On October 12, 2018, Assistant Attorney General Brian A. Benczkowski spoke at the NYU School of Law where he announced new guidelines regarding the procedures governing corporate compliance and monitorships. While most of the attention has been on the new criteria for selecting corporate monitors, AAG Benczkowski also announced that the DOJ will not be hiring new corporate compliance counsel within the Criminal Division, a break from the practices of the previous administration.
It was on November 2, 2015, that the DOJ introduced Hui Chen as the first compliance counsel within the Criminal Division, which strongly suggested that the DOJ was prepared to vigorously review the effectiveness of corporate compliance.  On June 23, 2017, Ms. Chen left her role as DOJ compliance counsel. She left, in part, because she believed that “trying to hold companies to standards that [the] current administration [was] not living up to was creating a cognitive dissonance that [she] could not overcome.”
In his recent remarks, AAG Benczkowski provided three justifications for the position’s elimination. First, he claimed that “a single compliance professional who has not been involved in a case throughout an investigation is not likely to have the same depth of factual knowledge as the attorneys who make up the case team.” Second, “[n]or can any one person be a true compliance expert in every industry we encounter.” Finally, he reasoned that “[r]elying on a single person as the repository of all of our compliance expertise also is shortsighted from a management perspective. Anyone who holds such a job will inevitably and quickly feel a strong pull to the private sector.”
Moving forward, AAG Benczkowski intends to rely on a well-trained team of DOJ prosecutors who will individually take on the responsibilities of the compliance counsel in their respective cases. These prosecutors would better understand how compliance applies to their respective industries, as well as being able to consider the adequacy of the compliance program at the same time they are considering a company’s remedial actions and timeliness of voluntary self-disclosures. Also, AAG Benczkowski was clear that he intends to ramp up compliance training for DOJ prosecutors in pursuit of this goal. “Our expectation is that the [Criminal] Division will develop a training program that addresses compliance programs generally, as well as issues specific to each section and unit.”

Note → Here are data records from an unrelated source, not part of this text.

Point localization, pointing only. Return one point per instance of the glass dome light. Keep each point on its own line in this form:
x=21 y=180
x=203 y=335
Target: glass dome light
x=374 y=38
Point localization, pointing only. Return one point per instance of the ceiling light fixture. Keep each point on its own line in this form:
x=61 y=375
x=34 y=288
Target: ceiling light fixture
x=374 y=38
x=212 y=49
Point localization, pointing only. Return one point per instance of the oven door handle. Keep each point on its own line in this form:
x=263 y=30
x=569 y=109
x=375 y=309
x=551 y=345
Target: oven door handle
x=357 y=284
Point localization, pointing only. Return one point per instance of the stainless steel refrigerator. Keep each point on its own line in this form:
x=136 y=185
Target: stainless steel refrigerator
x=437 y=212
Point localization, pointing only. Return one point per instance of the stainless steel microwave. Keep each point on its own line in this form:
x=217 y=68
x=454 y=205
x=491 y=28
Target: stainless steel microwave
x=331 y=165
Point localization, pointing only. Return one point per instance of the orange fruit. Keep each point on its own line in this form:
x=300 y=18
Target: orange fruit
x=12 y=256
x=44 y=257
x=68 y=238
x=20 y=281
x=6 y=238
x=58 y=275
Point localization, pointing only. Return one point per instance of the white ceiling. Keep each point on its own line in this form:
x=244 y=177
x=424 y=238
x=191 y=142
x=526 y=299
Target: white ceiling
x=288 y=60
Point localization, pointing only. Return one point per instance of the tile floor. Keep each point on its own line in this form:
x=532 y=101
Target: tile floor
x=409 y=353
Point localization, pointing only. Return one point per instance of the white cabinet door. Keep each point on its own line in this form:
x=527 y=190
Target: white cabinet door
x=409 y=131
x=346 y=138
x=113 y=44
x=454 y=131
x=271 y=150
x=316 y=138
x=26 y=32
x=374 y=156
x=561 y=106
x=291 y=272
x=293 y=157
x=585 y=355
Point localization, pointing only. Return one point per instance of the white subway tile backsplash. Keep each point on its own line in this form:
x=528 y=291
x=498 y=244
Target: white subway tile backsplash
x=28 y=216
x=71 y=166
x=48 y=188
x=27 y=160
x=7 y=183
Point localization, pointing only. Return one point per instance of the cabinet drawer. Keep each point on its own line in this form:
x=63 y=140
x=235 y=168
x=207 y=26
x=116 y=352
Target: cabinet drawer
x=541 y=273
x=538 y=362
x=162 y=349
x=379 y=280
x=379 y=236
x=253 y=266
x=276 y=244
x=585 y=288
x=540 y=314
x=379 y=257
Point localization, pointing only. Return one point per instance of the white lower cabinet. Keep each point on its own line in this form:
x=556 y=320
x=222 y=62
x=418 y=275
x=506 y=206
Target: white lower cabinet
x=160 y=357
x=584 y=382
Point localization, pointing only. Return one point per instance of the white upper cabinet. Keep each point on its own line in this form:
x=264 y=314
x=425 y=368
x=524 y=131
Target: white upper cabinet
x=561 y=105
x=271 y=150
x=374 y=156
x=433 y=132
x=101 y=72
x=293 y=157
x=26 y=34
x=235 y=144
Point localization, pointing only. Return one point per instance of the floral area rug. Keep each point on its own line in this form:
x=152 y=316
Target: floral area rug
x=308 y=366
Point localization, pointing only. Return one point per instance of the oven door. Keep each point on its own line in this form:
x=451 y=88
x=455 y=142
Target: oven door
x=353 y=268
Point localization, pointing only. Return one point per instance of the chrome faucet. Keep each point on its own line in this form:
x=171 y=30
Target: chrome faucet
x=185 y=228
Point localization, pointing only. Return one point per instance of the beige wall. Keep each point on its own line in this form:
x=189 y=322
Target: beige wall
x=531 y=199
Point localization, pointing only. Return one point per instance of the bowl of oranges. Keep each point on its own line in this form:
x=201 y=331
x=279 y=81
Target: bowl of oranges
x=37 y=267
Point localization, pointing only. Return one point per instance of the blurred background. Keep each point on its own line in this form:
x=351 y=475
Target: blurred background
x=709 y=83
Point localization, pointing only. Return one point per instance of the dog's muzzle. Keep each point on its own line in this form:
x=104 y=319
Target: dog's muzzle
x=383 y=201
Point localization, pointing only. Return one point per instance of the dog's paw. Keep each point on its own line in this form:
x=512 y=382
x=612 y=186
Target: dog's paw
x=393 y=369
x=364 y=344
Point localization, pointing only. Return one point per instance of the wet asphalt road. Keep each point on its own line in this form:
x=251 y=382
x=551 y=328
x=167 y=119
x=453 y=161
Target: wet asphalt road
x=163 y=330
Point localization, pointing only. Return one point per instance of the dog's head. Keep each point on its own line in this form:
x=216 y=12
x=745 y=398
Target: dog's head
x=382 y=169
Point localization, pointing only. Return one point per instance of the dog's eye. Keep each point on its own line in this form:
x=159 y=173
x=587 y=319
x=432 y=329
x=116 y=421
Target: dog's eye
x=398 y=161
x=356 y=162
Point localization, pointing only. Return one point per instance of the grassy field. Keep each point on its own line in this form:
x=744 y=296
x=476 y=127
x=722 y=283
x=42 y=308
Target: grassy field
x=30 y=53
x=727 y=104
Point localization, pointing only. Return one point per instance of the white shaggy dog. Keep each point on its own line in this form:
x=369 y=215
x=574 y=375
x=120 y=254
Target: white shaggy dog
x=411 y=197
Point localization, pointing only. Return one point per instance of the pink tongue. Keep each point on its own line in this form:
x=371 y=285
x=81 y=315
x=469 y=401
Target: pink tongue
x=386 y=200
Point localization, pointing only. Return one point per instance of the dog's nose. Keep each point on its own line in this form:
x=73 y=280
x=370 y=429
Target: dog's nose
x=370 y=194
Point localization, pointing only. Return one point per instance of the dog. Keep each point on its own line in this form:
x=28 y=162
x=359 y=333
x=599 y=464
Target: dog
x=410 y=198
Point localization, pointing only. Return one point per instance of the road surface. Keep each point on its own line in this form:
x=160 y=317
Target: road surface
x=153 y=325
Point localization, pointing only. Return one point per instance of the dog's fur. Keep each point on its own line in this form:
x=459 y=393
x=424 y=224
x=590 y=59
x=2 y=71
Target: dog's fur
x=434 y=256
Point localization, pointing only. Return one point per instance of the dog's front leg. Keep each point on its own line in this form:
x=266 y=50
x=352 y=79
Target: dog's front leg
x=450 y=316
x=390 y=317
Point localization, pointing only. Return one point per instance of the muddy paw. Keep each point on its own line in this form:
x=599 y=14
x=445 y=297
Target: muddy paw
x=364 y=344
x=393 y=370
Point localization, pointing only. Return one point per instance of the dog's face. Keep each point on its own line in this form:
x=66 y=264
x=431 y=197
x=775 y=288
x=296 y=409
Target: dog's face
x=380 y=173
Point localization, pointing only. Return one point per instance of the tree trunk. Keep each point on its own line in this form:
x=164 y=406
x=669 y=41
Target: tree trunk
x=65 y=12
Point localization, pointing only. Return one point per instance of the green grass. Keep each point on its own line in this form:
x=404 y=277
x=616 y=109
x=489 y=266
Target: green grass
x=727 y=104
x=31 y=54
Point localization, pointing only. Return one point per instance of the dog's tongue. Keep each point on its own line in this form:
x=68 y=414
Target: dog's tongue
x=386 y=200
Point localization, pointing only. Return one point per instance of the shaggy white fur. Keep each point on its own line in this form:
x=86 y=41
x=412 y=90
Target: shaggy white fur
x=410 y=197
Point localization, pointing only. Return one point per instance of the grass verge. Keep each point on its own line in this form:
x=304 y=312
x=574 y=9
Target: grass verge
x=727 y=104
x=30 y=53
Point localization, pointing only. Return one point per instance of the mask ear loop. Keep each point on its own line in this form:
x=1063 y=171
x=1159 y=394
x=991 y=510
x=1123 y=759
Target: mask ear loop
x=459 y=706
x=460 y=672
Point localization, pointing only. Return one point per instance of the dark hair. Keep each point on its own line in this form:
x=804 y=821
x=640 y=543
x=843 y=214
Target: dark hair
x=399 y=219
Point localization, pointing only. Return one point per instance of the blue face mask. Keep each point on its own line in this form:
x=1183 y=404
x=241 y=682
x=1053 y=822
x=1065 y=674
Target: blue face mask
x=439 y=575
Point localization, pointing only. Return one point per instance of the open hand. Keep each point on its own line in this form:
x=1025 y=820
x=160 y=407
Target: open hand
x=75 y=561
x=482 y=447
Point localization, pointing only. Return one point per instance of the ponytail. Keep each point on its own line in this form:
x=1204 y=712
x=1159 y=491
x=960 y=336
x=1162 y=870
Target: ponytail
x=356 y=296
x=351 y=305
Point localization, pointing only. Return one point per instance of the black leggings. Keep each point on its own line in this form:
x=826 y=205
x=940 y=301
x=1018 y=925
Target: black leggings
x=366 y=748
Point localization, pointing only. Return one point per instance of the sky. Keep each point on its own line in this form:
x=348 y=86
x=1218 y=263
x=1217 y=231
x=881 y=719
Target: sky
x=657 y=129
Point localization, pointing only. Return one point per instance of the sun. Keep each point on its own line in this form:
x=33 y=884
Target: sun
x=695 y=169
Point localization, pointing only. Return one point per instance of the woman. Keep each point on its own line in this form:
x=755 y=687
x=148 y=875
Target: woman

The DOJ created the compliance counsel position in 2015 as part of a more aggressive evaluation of corporate compliance programs. It is unclear if the lack of a centralized compliance counsel will lessen this aggressive approach to compliance. The announcement also begs the question of whether the decisions made by prosecutors in individual cases can effectively implement a consistent approach or will compliance requirements and oversight vary depending on U.S. Attorney Office.